Anne-Sophie Bertrand

Pentatone classics PTC 5187 497

1 CD • 78min • 2025

08.04.20268 8 8

Die Auseinandersetzung mit der Musik von Komponistinnen hat in den letzten Jahren zum Glück stark zugenommen. Die Harfenistin Anne-Sophie Bertrand widmet sich auf ihrer neuen CD „Amalie’s Cosmos“ jedoch einem ganz anderen Frauentyp. Denn hier handelt es sich nicht um eine Komponistin, sondern Amalie Beer gehörte zu den wichtigsten Frauen des 18. und 19. Jahrhunderts in Berlin, hatte sie dort doch einen bedeutenden Salon.
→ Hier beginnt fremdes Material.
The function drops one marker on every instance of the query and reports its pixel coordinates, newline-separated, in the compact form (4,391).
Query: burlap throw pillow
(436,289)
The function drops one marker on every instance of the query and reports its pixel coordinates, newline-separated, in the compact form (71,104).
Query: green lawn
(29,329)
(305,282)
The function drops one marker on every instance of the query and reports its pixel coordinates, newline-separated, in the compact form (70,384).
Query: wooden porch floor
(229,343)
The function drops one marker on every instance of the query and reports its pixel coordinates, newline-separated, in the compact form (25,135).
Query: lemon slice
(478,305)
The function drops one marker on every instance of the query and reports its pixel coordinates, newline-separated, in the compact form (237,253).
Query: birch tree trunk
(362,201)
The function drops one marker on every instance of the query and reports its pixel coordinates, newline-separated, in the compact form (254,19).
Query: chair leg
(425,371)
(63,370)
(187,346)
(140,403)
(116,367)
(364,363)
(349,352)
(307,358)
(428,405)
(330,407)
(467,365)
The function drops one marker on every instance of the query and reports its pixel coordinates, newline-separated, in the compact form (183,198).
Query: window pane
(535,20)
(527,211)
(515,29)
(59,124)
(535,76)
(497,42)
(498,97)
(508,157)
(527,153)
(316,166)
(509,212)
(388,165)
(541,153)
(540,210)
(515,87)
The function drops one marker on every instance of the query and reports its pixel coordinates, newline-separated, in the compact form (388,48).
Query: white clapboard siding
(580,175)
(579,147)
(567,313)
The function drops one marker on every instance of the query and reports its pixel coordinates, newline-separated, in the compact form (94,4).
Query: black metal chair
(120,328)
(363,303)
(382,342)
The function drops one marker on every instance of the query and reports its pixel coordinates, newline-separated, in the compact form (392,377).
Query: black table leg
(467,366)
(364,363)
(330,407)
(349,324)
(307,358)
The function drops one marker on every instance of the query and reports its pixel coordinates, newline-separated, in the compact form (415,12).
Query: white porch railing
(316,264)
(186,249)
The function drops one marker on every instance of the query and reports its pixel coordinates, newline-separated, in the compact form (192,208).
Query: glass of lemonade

In den Salons trafen sich unter anderem Künstler, Gelehrte, aber auch Interessierte. Somit boten sie eine wichtige Möglichkeit des Austausches in einem kleinen Rahmen: Hier konnten Kompositionen ausprobiert werden, bevor sie der großen Öffentlichkeit präsentiert wurden. In der Semi-Öffentlichkeit des Salons konnten auch Frauen auftreten – in einer Zeit, in der dies noch nicht selbstverständlich war. Gastgeberinnen der Salons waren in der Regel Frauen, die ein besonderes Händchen dafür hatten oder bis heute haben, ein Netzwerk aufzubauen und Menschen unterschiedlicher Couleur zusammenzubringen.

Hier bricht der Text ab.